DXR Query Language Refresh
The upcoming refresh of DXR's query language will make improvements to brevity, memorability, and compactness. This document represents our eventual goal. This will probably land a little at a time.
Contents
Simple Searching
Entering plain text searches the code and pathnames. Each word is taken as a separate substring to match, and the substrings are and-ed together on a per-line basis.
To exclude lines matching a word, precede the word with "-".
Filters
Other, more specific search filters are also available:
- path
- Pathname with shell-style globbing
- fn (or fun or func or function?)
- Definitions or declarations of a function with the given prefix
- fn-ref
- Uses of a given function
- re
- (or regex: or regexp: : Regular expression
- member
- Find member functions of a class (or struct?).
- id
- Identifier of any kind (maybe not necessary if we do search ranking better)
- ref
- A reference to any kind of identifier
- caller or callers
- Functions that call a given function
- called-by
- Functions called by a given function
- type
- The definition or declaration of a given type
- type-ref
- Uses of a given type
- var
- Definitions or declarations of a variable
- var-ref
- Uses of a given variable
- namespace
- Definition or declaration of a namespace
- namespace-ref
- Uses of a namespace
- namespace-alias or namespace-alias-ref
- Should these merge into the above?
- macro
- Definition or declaration of a macro
- macro-ref
- Use of a macro
- subclass or sub
- Subclass of a class
- superclass or super
- Superclass of a class
- warning
- Compiler warnings?
- warning-opt
- More compiler warnings?
Again, query terms are and-ed together and matched against individual lines of the codebase, like grep's single-line mode. This query, for example, finds all the lines from ``.h`` files containing the words "big", "angry", and either "hamster" or "hippo".
path:*.h big angry re:hamster|hippo
You can negate a filter by preceding it with "-":
-path:*.cpp -path:*.c fn:foo
Let's try to standardize with https://code.google.com/p/chromium/codesearch as much as possible.
Obsolete
- `ext:` goes away. It's covered by `-path:*.c`
- `*-decl:` goes away until somebody asks for it. It's merged into `*`.
To Be Determined
- a way to express case-sensitivity. Possibilities include quotes and +.
More Explicit Operators
Some people expect runs of barewords to be treated as phrase matches. Here's how we could do that.
Take any continguous sequence of text: filters to be a single string. Otherwise, AND everything.
For example... ::
three blind mice path:*.c def
…would search for "three blind mice" AND path:*.c AND "def".
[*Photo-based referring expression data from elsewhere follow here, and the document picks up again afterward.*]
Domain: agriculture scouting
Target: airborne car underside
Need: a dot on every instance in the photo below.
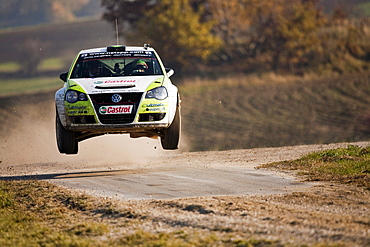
(117, 90)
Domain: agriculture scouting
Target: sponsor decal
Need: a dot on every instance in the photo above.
(122, 109)
(120, 81)
(77, 107)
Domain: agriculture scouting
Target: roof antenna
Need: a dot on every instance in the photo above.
(117, 31)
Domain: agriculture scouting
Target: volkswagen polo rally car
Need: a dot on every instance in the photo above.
(117, 90)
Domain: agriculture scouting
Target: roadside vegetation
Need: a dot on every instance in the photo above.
(36, 213)
(349, 165)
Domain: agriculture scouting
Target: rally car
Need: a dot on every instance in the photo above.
(117, 90)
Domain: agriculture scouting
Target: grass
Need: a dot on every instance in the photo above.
(349, 165)
(239, 112)
(10, 87)
(36, 213)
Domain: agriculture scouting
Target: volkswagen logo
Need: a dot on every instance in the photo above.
(116, 98)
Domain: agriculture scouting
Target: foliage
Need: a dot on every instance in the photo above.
(174, 28)
(177, 31)
(257, 35)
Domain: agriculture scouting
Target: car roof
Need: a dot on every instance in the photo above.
(127, 48)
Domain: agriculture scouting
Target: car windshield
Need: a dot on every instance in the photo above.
(105, 64)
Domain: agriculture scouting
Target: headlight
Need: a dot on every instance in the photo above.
(159, 93)
(74, 96)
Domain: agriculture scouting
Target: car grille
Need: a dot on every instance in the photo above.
(106, 99)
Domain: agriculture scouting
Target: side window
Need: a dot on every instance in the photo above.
(77, 70)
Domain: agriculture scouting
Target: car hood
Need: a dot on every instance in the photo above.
(116, 84)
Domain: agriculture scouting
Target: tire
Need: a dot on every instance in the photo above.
(171, 135)
(66, 140)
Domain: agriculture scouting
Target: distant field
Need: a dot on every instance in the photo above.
(249, 112)
(246, 111)
(61, 40)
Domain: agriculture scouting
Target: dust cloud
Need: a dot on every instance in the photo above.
(30, 139)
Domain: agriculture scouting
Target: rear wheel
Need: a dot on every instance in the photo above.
(66, 140)
(171, 135)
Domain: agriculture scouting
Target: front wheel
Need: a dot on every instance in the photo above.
(171, 135)
(66, 140)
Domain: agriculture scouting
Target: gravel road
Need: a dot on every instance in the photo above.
(206, 193)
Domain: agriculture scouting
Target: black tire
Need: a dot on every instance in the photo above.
(66, 140)
(171, 135)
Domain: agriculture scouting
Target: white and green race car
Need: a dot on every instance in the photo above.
(117, 90)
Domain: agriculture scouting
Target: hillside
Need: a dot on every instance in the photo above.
(248, 112)
(241, 112)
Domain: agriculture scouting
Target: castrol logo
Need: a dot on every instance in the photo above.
(122, 109)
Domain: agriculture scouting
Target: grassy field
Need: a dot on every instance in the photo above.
(250, 111)
(36, 213)
(246, 111)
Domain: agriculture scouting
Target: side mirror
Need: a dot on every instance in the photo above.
(170, 72)
(63, 76)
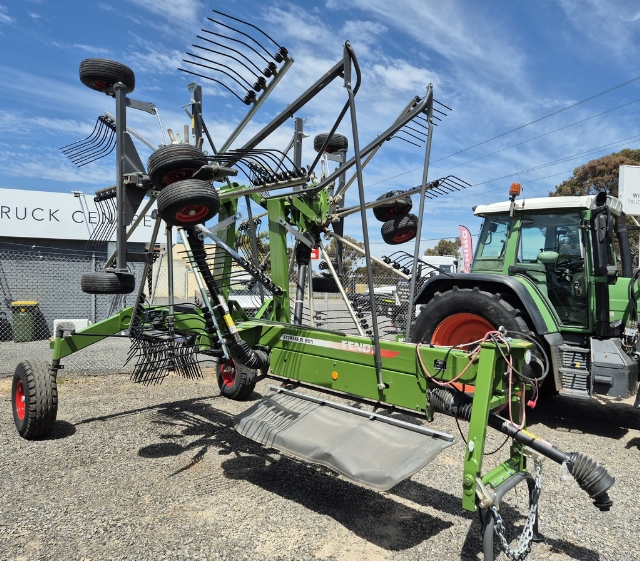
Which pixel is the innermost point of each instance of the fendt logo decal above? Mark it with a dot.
(350, 346)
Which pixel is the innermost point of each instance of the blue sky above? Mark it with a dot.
(498, 65)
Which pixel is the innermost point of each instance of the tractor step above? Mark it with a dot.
(375, 450)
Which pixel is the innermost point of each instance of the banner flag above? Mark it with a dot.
(466, 245)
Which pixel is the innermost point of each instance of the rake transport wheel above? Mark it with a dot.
(174, 162)
(104, 282)
(338, 142)
(387, 211)
(188, 202)
(235, 380)
(101, 74)
(34, 399)
(400, 229)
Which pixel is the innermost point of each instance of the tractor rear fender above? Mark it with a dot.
(512, 290)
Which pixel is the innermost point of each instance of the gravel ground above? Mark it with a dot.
(157, 472)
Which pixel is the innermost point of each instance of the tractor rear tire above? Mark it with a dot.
(174, 162)
(104, 282)
(387, 211)
(338, 142)
(188, 202)
(101, 74)
(464, 315)
(235, 380)
(401, 229)
(34, 399)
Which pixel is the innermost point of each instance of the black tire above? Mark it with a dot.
(338, 142)
(235, 380)
(188, 202)
(174, 162)
(490, 307)
(101, 74)
(325, 284)
(104, 282)
(387, 211)
(34, 399)
(400, 229)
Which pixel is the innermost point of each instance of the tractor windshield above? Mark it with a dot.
(551, 247)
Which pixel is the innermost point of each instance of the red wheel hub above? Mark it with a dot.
(460, 328)
(20, 399)
(403, 236)
(228, 373)
(192, 213)
(178, 175)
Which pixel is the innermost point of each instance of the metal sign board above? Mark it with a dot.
(61, 216)
(629, 189)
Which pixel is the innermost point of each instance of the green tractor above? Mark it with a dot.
(559, 271)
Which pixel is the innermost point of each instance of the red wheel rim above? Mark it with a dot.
(192, 213)
(20, 399)
(403, 236)
(228, 373)
(178, 175)
(460, 328)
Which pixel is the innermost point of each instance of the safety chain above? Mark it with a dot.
(524, 543)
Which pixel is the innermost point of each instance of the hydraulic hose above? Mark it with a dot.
(239, 350)
(589, 474)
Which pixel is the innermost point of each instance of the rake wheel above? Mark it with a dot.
(387, 211)
(101, 74)
(174, 162)
(188, 202)
(401, 229)
(338, 142)
(34, 399)
(104, 282)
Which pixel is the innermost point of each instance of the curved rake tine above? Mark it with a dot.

You can go back to the old behavior by saying explicitly... ::
three AND blind AND mice
Maybe we could even do… ::
mice IN fn:main
…or… ::
fn:frob IN type:Frobulator
Quoting and Escaping
To do phrase matching or include spaces in a term, use single or double quotes. Doubles can contain singles, and vice versa. You can also backslash-escape them.
"big, bad wolf" 'That "wolf" is a hamster.' 'Don\'t call my wolf a "hamster".' re:"big old|great big" -"not this phrase"
You can use a literal quote without enclosing it in other quotes, as long as it isn't a leading one:
path:/users/erik's/*.py
What of backslashes in unquoted strings and preceding things other than quotes?
- In a quoted string, a backslash before a quote of the same type is an escaper. Otherwise, it's a literal backslash.
"one long \"quoted\" string" "literal \backslash" "\\" is backslash-quote"
- Later, we may let backslashes in unquoted strings escape spaces:
one\ long\ string
These rules are akin to common shell syntax and designed so you don't need to plan ahead (or backtrack) when typing a query.
See Also
GitHub's issue query language might provide some inspiration.